Machine Learning Tutorial Part 15: Cross-Validation & Evaluation Metrics
🔁 What is Cross-Validation?
Cross-validation helps evaluate model performance on unseen data. It divides the dataset into several parts (folds) to ensure the model generalizes well.
🔹 K-Fold Cross Validation
Splits data into k
parts. Model trains on k-1
parts and validates on the remaining part.
from sklearn.model_selection import cross_val_score
from sklearn.ensemble import RandomForestClassifier
model = RandomForestClassifier()
scores = cross_val_score(model, X, y, cv=5)
print("CV Accuracy:", scores.mean())
📚 Evaluation Metrics
Metrics help assess classification or regression performance. Common ones include:
- Accuracy: (TP + TN) / Total
- Precision: TP / (TP + FP)
- Recall: TP / (TP + FN)
- F1-Score: 2 * (Precision * Recall) / (Precision + Recall)
- Confusion Matrix: Shows TP, TN, FP, FN in a table.

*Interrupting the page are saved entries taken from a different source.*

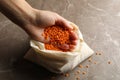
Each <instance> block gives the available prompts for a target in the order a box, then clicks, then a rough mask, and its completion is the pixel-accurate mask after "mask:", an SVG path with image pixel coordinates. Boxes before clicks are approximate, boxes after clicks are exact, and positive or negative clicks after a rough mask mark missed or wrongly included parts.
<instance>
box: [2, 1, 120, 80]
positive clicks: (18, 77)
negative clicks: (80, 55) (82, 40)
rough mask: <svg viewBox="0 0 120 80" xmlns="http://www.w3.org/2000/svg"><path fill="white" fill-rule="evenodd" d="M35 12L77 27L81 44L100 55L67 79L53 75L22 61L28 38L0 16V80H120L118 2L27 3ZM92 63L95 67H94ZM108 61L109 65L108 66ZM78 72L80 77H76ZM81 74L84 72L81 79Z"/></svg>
mask: <svg viewBox="0 0 120 80" xmlns="http://www.w3.org/2000/svg"><path fill="white" fill-rule="evenodd" d="M27 1H28V2H29V3H30V4H31V6H33V7H34V8H37V9H43V10H50V11H54V12H57V13H58V14H60V15H61V16H63V17H65V18H66V19H68V20H70V21H72V22H74V23H75V24H77V25H78V26H79V28H80V30H81V32H82V33H83V37H84V40H85V41H86V42H87V43H88V45H89V46H90V47H91V48H92V49H93V50H94V51H95V52H100V53H101V54H102V55H95V54H94V55H93V56H92V59H93V60H92V61H93V63H89V62H88V60H85V61H84V62H82V63H81V64H82V65H83V66H86V65H89V68H82V69H80V68H78V67H77V68H75V69H74V70H73V71H70V72H69V74H70V76H69V77H64V76H62V75H56V74H53V73H51V72H49V71H47V70H46V69H44V68H43V67H41V66H38V65H36V64H34V63H31V62H29V61H27V60H25V59H23V55H24V54H25V53H26V52H27V51H28V50H29V48H30V47H29V37H28V35H27V34H26V33H25V32H24V31H23V30H22V29H20V28H19V27H18V26H17V25H15V24H13V23H12V22H11V21H10V20H8V19H7V18H6V17H5V16H4V15H2V14H1V13H0V80H50V79H51V77H53V76H54V77H55V78H56V79H55V80H76V77H77V76H80V80H120V61H119V60H120V0H27ZM94 61H95V62H97V64H94ZM108 61H111V64H108ZM77 70H80V71H81V72H80V74H77V75H75V73H76V71H77ZM82 71H85V72H87V73H86V74H85V75H82V74H81V73H82Z"/></svg>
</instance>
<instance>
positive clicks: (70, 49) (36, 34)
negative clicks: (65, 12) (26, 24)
mask: <svg viewBox="0 0 120 80" xmlns="http://www.w3.org/2000/svg"><path fill="white" fill-rule="evenodd" d="M34 13H35V17H34V18H33V19H32V20H31V23H30V24H27V25H26V26H27V27H28V29H27V32H28V34H29V35H30V37H31V38H32V39H34V40H37V41H40V42H43V43H45V42H49V41H47V40H45V39H44V37H43V36H42V34H43V32H44V29H45V27H48V26H53V25H57V26H62V27H65V28H67V29H68V30H69V31H70V35H71V36H70V37H71V42H72V45H67V44H63V45H60V46H59V47H60V48H61V49H64V50H70V51H71V50H73V49H74V48H75V46H76V44H77V43H76V41H77V39H78V37H77V35H76V34H75V32H73V26H71V25H70V23H69V21H67V20H66V19H64V18H63V17H61V16H60V15H58V14H57V13H54V12H50V11H40V10H36V9H35V10H34Z"/></svg>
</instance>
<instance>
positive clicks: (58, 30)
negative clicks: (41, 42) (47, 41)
mask: <svg viewBox="0 0 120 80" xmlns="http://www.w3.org/2000/svg"><path fill="white" fill-rule="evenodd" d="M43 36H44V38H45V39H46V40H48V39H50V42H49V43H45V44H44V45H45V49H47V50H57V51H66V50H64V49H61V48H60V47H59V45H62V44H68V45H71V41H70V33H69V31H68V30H67V29H66V28H63V27H59V26H50V27H46V28H45V30H44V34H43Z"/></svg>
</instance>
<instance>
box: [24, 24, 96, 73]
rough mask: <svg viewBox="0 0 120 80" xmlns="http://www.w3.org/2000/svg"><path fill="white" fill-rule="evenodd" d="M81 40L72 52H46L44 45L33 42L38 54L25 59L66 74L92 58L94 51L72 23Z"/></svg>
mask: <svg viewBox="0 0 120 80" xmlns="http://www.w3.org/2000/svg"><path fill="white" fill-rule="evenodd" d="M70 24H71V25H72V26H73V27H74V28H75V32H76V33H77V35H78V37H79V39H78V41H77V45H76V48H75V49H74V50H73V51H72V52H62V51H54V50H46V49H45V47H44V43H41V42H38V41H35V40H31V41H30V45H31V47H32V48H33V49H34V51H35V52H36V53H27V54H26V55H25V56H24V58H25V59H27V60H30V61H32V62H35V63H37V64H38V65H41V66H43V67H45V68H46V69H48V70H50V71H52V72H54V73H64V72H67V71H69V70H72V69H74V68H75V67H76V66H77V65H78V64H79V63H80V62H82V61H83V60H85V59H86V58H88V57H89V56H91V55H92V54H93V53H94V51H93V50H92V49H91V48H89V46H88V45H87V44H86V43H85V42H84V40H83V37H82V34H81V32H80V30H79V28H78V27H77V26H76V25H75V24H73V23H70Z"/></svg>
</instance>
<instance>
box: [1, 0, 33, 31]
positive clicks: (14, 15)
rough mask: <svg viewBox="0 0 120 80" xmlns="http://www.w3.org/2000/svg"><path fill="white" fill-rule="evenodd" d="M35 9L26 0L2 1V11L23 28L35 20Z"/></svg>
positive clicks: (13, 20) (3, 13) (3, 0)
mask: <svg viewBox="0 0 120 80" xmlns="http://www.w3.org/2000/svg"><path fill="white" fill-rule="evenodd" d="M33 10H34V9H33V8H32V7H31V6H30V5H29V4H28V3H27V2H26V1H25V0H0V11H1V12H2V13H3V14H4V15H5V16H7V17H8V18H9V19H10V20H12V21H13V22H14V23H15V24H17V25H19V26H20V27H21V28H23V29H25V30H27V27H26V25H27V24H30V23H31V22H32V21H31V20H33V18H35V13H34V11H33Z"/></svg>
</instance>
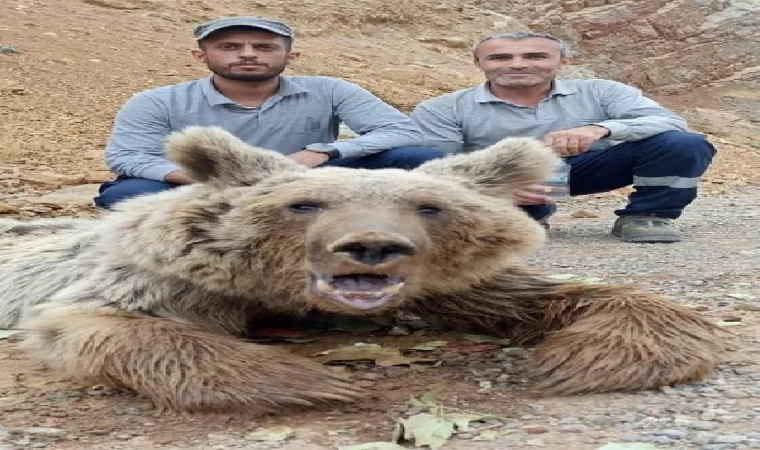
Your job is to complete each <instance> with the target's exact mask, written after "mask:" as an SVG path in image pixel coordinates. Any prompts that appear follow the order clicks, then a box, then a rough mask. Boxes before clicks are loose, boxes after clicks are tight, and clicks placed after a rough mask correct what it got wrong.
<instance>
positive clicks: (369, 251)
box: [327, 232, 417, 266]
mask: <svg viewBox="0 0 760 450" xmlns="http://www.w3.org/2000/svg"><path fill="white" fill-rule="evenodd" d="M327 250H328V251H330V252H332V253H336V254H344V255H346V256H348V257H349V258H351V259H352V260H353V261H356V262H358V263H361V264H365V265H368V266H376V265H379V264H383V263H386V262H390V261H393V260H396V259H400V258H404V257H406V256H411V255H415V254H416V253H417V247H416V246H415V245H414V243H413V242H412V241H411V240H409V239H408V238H407V237H405V236H403V235H399V234H395V233H377V232H370V233H361V234H360V233H354V234H350V235H348V236H345V237H343V238H341V239H338V240H337V241H335V242H333V243H331V244H329V245H328V246H327Z"/></svg>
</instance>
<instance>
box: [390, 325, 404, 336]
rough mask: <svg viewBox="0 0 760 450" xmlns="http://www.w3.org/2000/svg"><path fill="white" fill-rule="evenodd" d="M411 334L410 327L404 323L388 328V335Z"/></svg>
mask: <svg viewBox="0 0 760 450" xmlns="http://www.w3.org/2000/svg"><path fill="white" fill-rule="evenodd" d="M407 335H409V328H407V327H405V326H404V325H395V326H394V327H393V328H391V329H390V330H388V336H407Z"/></svg>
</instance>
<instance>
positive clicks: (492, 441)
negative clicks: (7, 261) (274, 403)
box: [0, 188, 760, 450]
mask: <svg viewBox="0 0 760 450" xmlns="http://www.w3.org/2000/svg"><path fill="white" fill-rule="evenodd" d="M620 200H621V198H620V197H617V198H614V197H605V198H596V199H583V200H581V199H572V200H569V201H567V202H565V204H563V205H562V208H561V210H560V213H558V215H557V218H556V219H555V220H553V221H552V224H553V230H552V232H551V240H550V243H549V245H548V246H547V247H546V248H545V249H543V250H541V251H540V252H538V253H537V254H536V255H535V256H533V257H532V258H531V263H532V264H533V265H535V266H538V267H542V268H545V269H547V270H549V271H551V272H553V273H555V274H559V275H564V276H571V275H576V276H581V277H586V279H588V277H597V278H600V279H601V281H602V282H633V283H636V284H639V285H642V286H643V288H644V289H648V290H651V291H654V292H659V293H663V294H666V295H669V296H672V297H673V298H675V299H677V300H678V301H680V302H683V303H684V304H686V305H688V306H690V307H693V308H695V309H698V310H700V311H703V312H704V314H706V315H708V316H709V317H711V318H712V319H713V320H715V321H716V322H722V323H723V324H724V325H727V326H726V328H725V329H726V330H727V331H730V332H731V333H732V338H731V339H730V341H731V344H732V349H733V350H732V351H731V352H729V353H727V354H726V360H725V362H724V364H722V365H721V367H720V369H719V370H718V371H717V372H716V373H715V375H714V376H713V377H711V378H710V379H708V380H706V381H704V382H702V383H694V384H690V385H684V386H677V387H673V388H663V389H661V390H659V391H655V392H642V393H633V394H605V395H590V396H578V397H569V398H546V399H536V398H533V397H531V396H530V395H529V394H528V393H527V392H526V391H525V389H526V387H527V386H529V385H530V383H531V382H532V380H530V379H528V378H527V377H526V373H525V372H524V371H523V370H522V369H521V368H520V361H521V360H522V359H523V358H524V356H525V355H526V352H528V351H529V349H518V348H513V347H510V346H508V344H505V345H506V346H504V345H501V344H493V343H491V344H488V343H486V344H478V345H472V344H473V343H472V342H469V344H470V345H467V344H466V343H467V342H468V341H466V340H465V339H463V337H462V336H456V335H450V334H437V333H432V332H425V333H419V332H417V333H415V332H413V333H412V334H410V335H402V336H399V335H392V336H389V335H388V332H387V331H386V330H377V331H374V332H365V333H358V334H357V333H338V332H333V333H328V334H320V335H317V336H316V337H317V338H318V340H317V341H314V342H309V343H303V344H276V345H282V346H284V347H287V348H289V349H291V350H292V351H294V352H297V353H299V354H304V355H314V354H315V353H317V352H319V351H322V350H325V349H331V348H335V347H337V346H340V345H351V344H353V343H356V342H363V343H377V344H381V345H383V346H387V347H393V348H399V349H404V348H409V347H412V346H415V345H419V344H421V343H426V342H430V341H441V340H444V341H448V342H449V343H450V344H449V345H448V346H446V347H443V348H439V349H437V350H434V351H424V352H423V351H418V352H411V354H414V355H416V356H422V357H425V358H431V359H435V360H439V361H443V363H442V364H441V365H440V366H439V367H430V366H429V365H428V366H419V365H416V366H415V367H412V368H410V367H404V366H397V367H377V366H374V365H372V364H368V363H361V364H359V365H357V366H356V367H354V368H353V369H352V370H351V372H352V373H353V376H354V378H355V379H356V380H357V382H358V383H360V384H361V385H362V386H364V387H365V388H366V389H367V390H368V398H367V400H366V401H363V402H359V403H357V404H355V405H350V406H341V407H337V408H335V409H332V410H328V411H326V412H324V411H322V412H298V413H296V414H291V415H288V416H284V417H269V418H247V417H241V416H166V415H156V414H155V413H154V411H152V410H151V408H150V406H149V405H148V404H147V403H146V402H145V401H144V400H142V399H139V398H135V397H134V396H132V395H130V394H125V393H116V392H112V391H108V390H104V389H102V388H98V387H92V386H78V385H74V384H71V383H69V382H67V381H65V380H61V379H59V378H58V377H56V376H55V374H51V373H49V372H47V371H45V370H44V368H42V367H41V366H39V365H38V364H36V363H32V362H30V361H28V360H27V359H26V358H24V356H23V355H22V354H20V352H19V351H18V350H17V349H16V348H15V347H14V345H13V343H7V342H6V343H4V344H0V360H2V368H3V372H2V375H0V417H2V419H0V426H1V427H2V428H0V449H2V450H10V449H17V448H19V449H20V448H43V447H47V448H55V449H83V448H86V449H103V450H105V449H119V448H123V449H147V448H157V447H160V448H167V449H178V448H188V449H209V448H213V449H227V448H230V449H232V448H242V449H268V448H278V449H292V450H296V449H335V448H337V447H338V446H343V445H352V444H360V443H367V442H374V441H388V440H390V438H391V433H392V430H393V426H394V422H395V421H396V420H397V419H398V418H403V417H408V416H410V415H414V414H418V413H420V412H421V411H422V409H421V408H420V407H419V406H418V407H412V406H410V403H409V398H410V397H411V396H415V397H420V396H422V395H424V394H426V393H433V394H434V395H435V396H436V398H437V399H438V401H439V402H440V403H441V404H442V405H443V406H445V407H451V408H455V409H452V410H449V411H457V409H464V410H470V411H476V412H478V413H484V414H485V413H487V414H492V415H494V416H497V417H499V418H500V419H499V420H490V421H487V422H486V423H484V424H479V425H474V426H473V430H472V431H470V432H466V433H460V434H458V435H456V436H455V437H453V438H452V439H450V440H449V441H448V443H447V444H446V446H445V447H444V448H452V449H457V448H459V449H476V450H478V449H483V450H485V449H489V450H491V449H493V450H496V449H504V448H560V447H562V448H565V449H568V450H575V449H579V450H580V449H596V448H598V447H601V446H603V445H605V444H607V443H610V442H615V443H626V442H643V443H650V444H653V445H656V446H657V448H663V449H666V448H679V449H704V450H718V449H749V448H760V362H759V361H760V358H759V356H760V312H758V311H760V302H759V301H758V299H759V298H760V282H758V278H757V275H756V268H757V267H758V266H759V265H760V243H759V242H758V240H757V239H756V238H752V236H756V234H757V233H756V229H757V226H758V223H759V220H760V213H759V212H758V211H757V209H756V208H755V205H757V204H758V200H760V189H757V188H742V189H739V190H737V191H736V192H735V193H734V195H732V196H730V197H729V196H716V197H706V198H701V199H699V200H698V201H697V202H696V203H695V204H694V205H693V208H691V209H690V210H689V212H688V213H687V214H686V215H685V217H684V218H683V220H682V223H681V226H682V228H683V230H684V232H685V234H686V238H687V239H686V240H685V241H684V242H681V243H677V244H672V245H646V244H639V245H637V244H623V243H620V242H618V241H617V240H616V239H614V238H612V237H611V236H609V234H608V232H609V227H610V224H611V222H612V220H613V219H614V216H613V215H612V211H613V210H614V209H615V208H616V207H617V206H619V205H620ZM581 248H582V249H583V251H582V252H579V251H578V249H581ZM591 281H593V280H591ZM398 331H399V330H395V331H394V332H392V334H398V333H397V332H398ZM0 342H2V341H0ZM273 345H275V344H273ZM275 426H287V427H291V428H292V429H293V430H295V435H294V436H292V437H290V438H288V439H287V440H285V441H282V442H275V443H269V442H257V441H254V440H251V439H253V438H255V435H254V436H252V435H251V433H252V432H254V431H257V430H259V429H262V428H263V429H269V428H271V427H275ZM484 428H485V429H484ZM409 447H410V448H411V446H409ZM642 448H643V447H642Z"/></svg>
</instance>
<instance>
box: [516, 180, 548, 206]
mask: <svg viewBox="0 0 760 450" xmlns="http://www.w3.org/2000/svg"><path fill="white" fill-rule="evenodd" d="M551 192H552V188H550V187H548V186H541V185H540V184H531V185H530V186H525V187H524V188H522V189H520V190H518V191H517V192H515V194H514V197H513V201H514V202H515V204H516V205H545V204H547V203H554V200H553V199H552V198H551V197H549V196H548V194H550V193H551Z"/></svg>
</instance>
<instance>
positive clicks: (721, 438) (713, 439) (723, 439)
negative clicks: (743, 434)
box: [712, 434, 747, 444]
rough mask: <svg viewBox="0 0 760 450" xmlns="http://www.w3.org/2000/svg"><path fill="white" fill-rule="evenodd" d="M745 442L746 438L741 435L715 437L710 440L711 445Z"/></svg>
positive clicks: (743, 436) (739, 442) (728, 434)
mask: <svg viewBox="0 0 760 450" xmlns="http://www.w3.org/2000/svg"><path fill="white" fill-rule="evenodd" d="M746 440H747V436H743V435H741V434H724V435H720V436H715V437H714V438H713V440H712V443H713V444H740V443H742V442H744V441H746Z"/></svg>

from sklearn.metrics import classification_report, confusion_matrix
y_pred = model.predict(X_test)
print(confusion_matrix(y_test, y_pred))
print(classification_report(y_test, y_pred))
⚖️ When to Use What?
- Accuracy: Good for balanced datasets.
- Precision: Important when false positives are costly (e.g., spam detection).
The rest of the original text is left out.